С минуту смотрел старик в лицо убитому, потом выпрямился во весь свой гигантский рост и, подняв глаза к небу, произнес несколько нараспев какое-то не то заклинание, не то молитву. После этого он вскочил на подведенного ему мальчиком коня и, пригнувшись к луке, во весь опор понесся от места убийства. Мальчик помчался за ним.
Оставшиеся женщины с воем и причитанием сели вокруг трупа и принялись раскачиваться во все стороны, колотя себя в грудь и царапая ногтями свои лица.

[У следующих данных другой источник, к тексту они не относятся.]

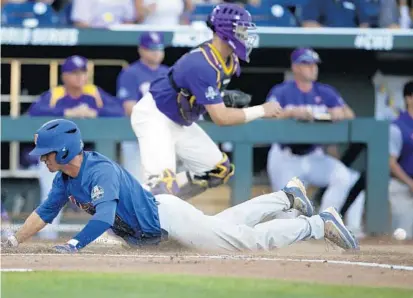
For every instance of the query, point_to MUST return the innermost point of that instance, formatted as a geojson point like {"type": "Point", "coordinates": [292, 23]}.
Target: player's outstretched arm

— Ваше благородие, — шепнул мне Михалко, — скорее бежать надо. Сейчас горцам сюда приехал будет. Яман тогда. Фарпал наш, совсем фарпал.
— По чем же горцы узнают так скоро о том, что здесь случилось?
— Душман-старик сам пошлет кого-нибудь из своих в аул сказать о своем деле, таков адат. Нельзя иначе. Потому бабы и сидят, ждут, когда из аула придут земляки.
Наше положение становилось крайне опасным.
Надо было уходить, и как можно скорее, но сделать так, чтобы сидевшие напротив женщины не заметили нас, было невозможно; между тем, оставаясь на месте, мы сильно рисковали.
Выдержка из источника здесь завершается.